Answer Key: BigQuery
Exercise 1: Design Schema
Question: Design a BigQuery schema for a time-series analytics application. How do you partition? How do you cluster?
Answer
Goal: Design efficient BigQuery schema for time-series analytics.
Schema Design
CREATE TABLE events (
event_id INT64 NOT NULL,
user_id INT64 NOT NULL,
event_time TIMESTAMP NOT NULL,
event_type STRING NOT NULL,
event_data JSON,
created_at TIMESTAMP NOT NULL,
)
PARTITION BY DATE(event_time)
CLUSTER BY user_id, event_type;
Partitioning: By event_time (date)
- Reduces data scanned for time-range queries
- Automatic partition pruning
Clustering: By user_id, event_type
- Faster queries filtering by user or event type
- Better compression
Answer: Partition by date (event_time), cluster by user_id and event_type for common query patterns.

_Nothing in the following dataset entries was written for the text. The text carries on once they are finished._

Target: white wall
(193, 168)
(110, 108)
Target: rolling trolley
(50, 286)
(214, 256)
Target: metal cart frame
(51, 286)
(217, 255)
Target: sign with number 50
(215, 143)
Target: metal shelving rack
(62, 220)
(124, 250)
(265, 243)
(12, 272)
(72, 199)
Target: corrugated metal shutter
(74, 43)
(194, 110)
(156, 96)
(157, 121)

Exercise 2: Optimize Queries
Question: Your queries are slow and expensive. How do you optimize them? What partitioning/clustering do you use?
Answer
Optimization strategies:
- Add Partitioning: Partition by date for time-range queries
- Add Clustering: Cluster by frequently filtered columns
- Optimize Queries: Reduce data scanned, use filters early
- Use Appropriate Functions: Use efficient functions
Example: Partition by event_date, cluster by user_id and event_type.
Answer: Add partitioning for time-range queries, add clustering for common filters, optimize query patterns to reduce data scanned.
Exercise 3: Handle Scaling
Question: Your application needs to handle 100× more queries. How do you scale BigQuery? What's the strategy?
Answer
Scaling strategies:
- Reserve Slots: Reserve slots for predictable workloads
- Optimize Queries: Reduce query complexity and data scanned
- Use Caching: Enable query result caching
- Distribute Load: Distribute queries across time
Answer: Reserve slots for predictable load, optimize queries, enable caching, distribute query load across time.